Le curé de Caramany quitta à regret cette paroisse, où il avait exercé son ministère durant dix huit années en tout, pour celle de Sournia qui avait porté en terre son curé Isidore Sarda, le 10 avril 1849. Son installation comme doyen y eut lieu le 29 août suivant, en présence de l’abbé François Roca, archiprêtre de Prades.
Le 23 décembre 1852, il eut la douleur de perdre sa mère Raphaëlle Bria-Camo, décédée à quatre heures trente du matin au presbytère, à l’âge de quatre-vingts ans.
En 1855, alors qu’il était âgé de cinquante et un ans, l’évêque Mgr Gerbet, dont il avait l’estime, lui attribua l’archiprêtré de Céret, faisant ainsi le choix d’un ecclésiastique chevronné, ayant déjà fait ses preuves, mais aussi capable grâce à sa compétence d’occuper un poste plus important. Il en prit possession le 4 mars 1855 et prononça selon son habitude une allocution de circonstance.
signaturebria.jpgAu cours du premier semestre de l’année 1862, un événement imprévu combla de joie son cœur de prêtre ; il allait enfin pouvoir visiter la Ville Eternelle. Il accompagna en effet Mgr Gerbet à Rome et assista à l’audience donnée en la chapelle Sixtine par Pie IX. En ce moment particulièrement émouvant, le souverain pontife accorda par délégation sa bénédiction à l’intention de la paroisse de Céret, grâce insigne et inouïe jusqu’à ce jour.

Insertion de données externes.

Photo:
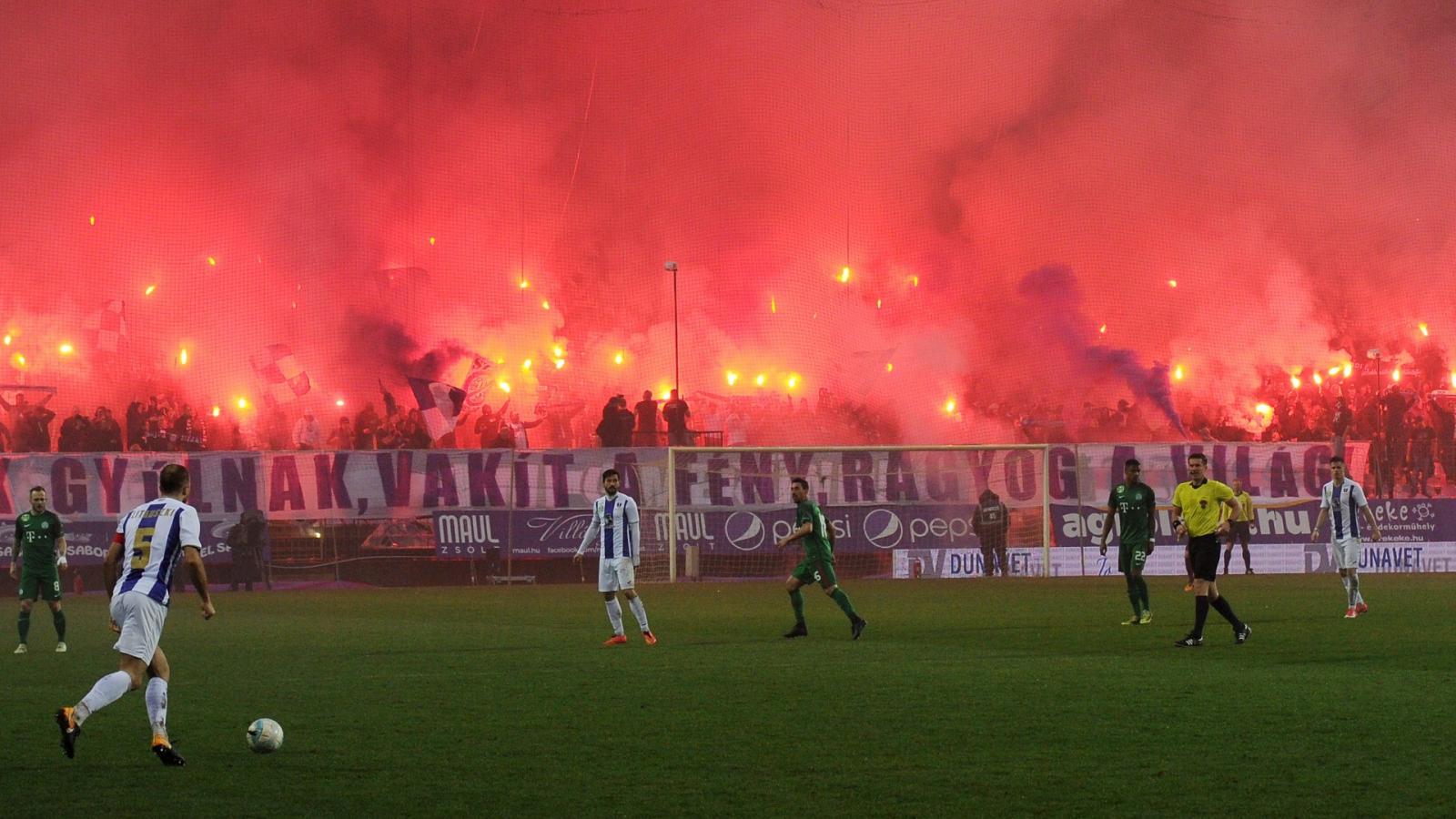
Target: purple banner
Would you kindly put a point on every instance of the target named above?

Ce fut à Saint Ferréol qu’il aimait tant que mourut l’abbé François Bria- Camo, le 16 août 1876. Les circonstances de sa fin ne sont pas connues. Célébrées le lendemain 17 août, les funérailles rassemblèrent clergé, religieux et fidèles. Le vieux curé d’Arles présida la cérémonie. Le doyen de Latour de France, l’abbé Tolra de Bordas, et le curé d’Amélie les bains conduisirent le deuil. Une trentaine d’ecclésiastiques précédaient le corbillard. Parmi l’assistance se remarquaient les religieuses de la Salle d’asile, celles du Saint Sacrement, les membres de la société de Saint Pierre, les Pères Capucins…Tenaient le cordon, le sous-préfet, le procureur de la république, le receveur de l’enregistrement et M Charles Sabaté, directeur du pensionnat de garçons. Ce fut le premier vicaire qui prononça l’homélie, l’abbé Tolra qui procéda aux remerciements. L’abbé François Bria-Camo fut inhumé, par déférence, dans la tombe d’une honorable famille de Céret, à l’ombre bénite du monastère des Capucins pour lesquels il avait été si dévoué et si généreux.
Le 20 août suivant, la semaine religieuse du diocèse lui consacra une notice nécrologique de trois pages.

Pour conclure cette biographie, on ne peut mieux faire que de reproduire, maintenant ses dernières lignes :" Et la foule s’est écoulée, emportant au fond de son cœur le souvenir du prêtre modeste qui fut son père et son pasteur et dont l’âme purifiée par tant de labeurs et de souffrances et ornée de tant de vertus, a sans doute reçu au ciel sa récompense et sa couronne."